Howard B. Bandy is best known as the AmiBroker guru. As a result, traders who used other platforms sometimes ignored his earlier work. But as Foundations of Trading: Developing Profitable Trading Systems Using Scientific Techniques makes clear, they do that at their peril. There’s so much twaddle passing for proven fact in the trading community that it’s refreshing to read a sober discussion of just how hard it is to become a profitable systematic trader. And to get a detailed account of the elements that must be integral to any successful trading system.
The text of Foundations of Trading is only 160 pages long, but it is packed with insights. Bandy, a former professor of mathematics and computer science, seems to approach writing as he would a computer program—his prose is precise, succinct, efficient.

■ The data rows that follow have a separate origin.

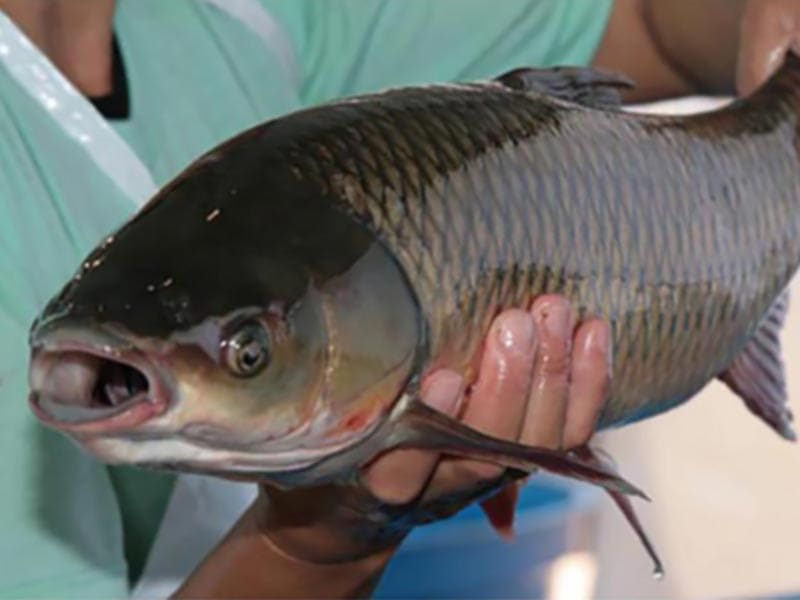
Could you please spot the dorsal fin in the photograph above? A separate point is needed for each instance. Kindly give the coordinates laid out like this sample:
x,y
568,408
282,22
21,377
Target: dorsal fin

Two seemingly intractable problems confront any trading system developer. First, he must find a weak signal amidst all the noise. Second, he is subject to the constraints of stationarity. For a trading system to be profitable, “the distribution of signals must be stationary over the combined length of the in-sample and out-of-sample period.” The problem is that financial time series data are notoriously non-stationary. So the longer the holding period, the more likely it is that “conditions change, stationarity is lost, and profitability drops.”
Trading system development is a straightforward, if demanding, process. It involves “an extensive in-sample data mining and (hopefully) learning process” in which the developer “generates many alternative trading systems (ATS), each based on a specific model-data combination; evaluates each ATS, giving each a score computed by the objective function; and ranks the ATSs, preferring those with high scores, selecting one.” This is followed by “limited (ideally one time only) testing of the selected system using out-of-sample data to validate that the system has learned.” The objective function that Bandy uses is CAR25 (a lower limit for 75% of the distribution), "the credible value of expected equity growth associated with the risk-normalized forecast of a trading system.”
Foundations of Trading includes a lengthy chapter on risk in which Bandy explains how to quantify one’s personal level of risk tolerance. That is, to define the point at which the drawdown of the system is such that, when exceeded, the trader accepts that “the system is broken and must be taken offline.” In the process he introduces the notion of safe-f, the maximum position size for the next trade.
Here I have shared only a couple of points from Bandy’s book. It contains ever so much more—the distinction between impulse and state signals, traditional system development platforms vs. machine learning, and I could go on and on. It’s a book that every trader should read and re-read. And, even then, recognize that, as Bandy concludes his chapter on trading system development, “There is always a best. It is not always tradable. Even when it is, it may not be good enough.”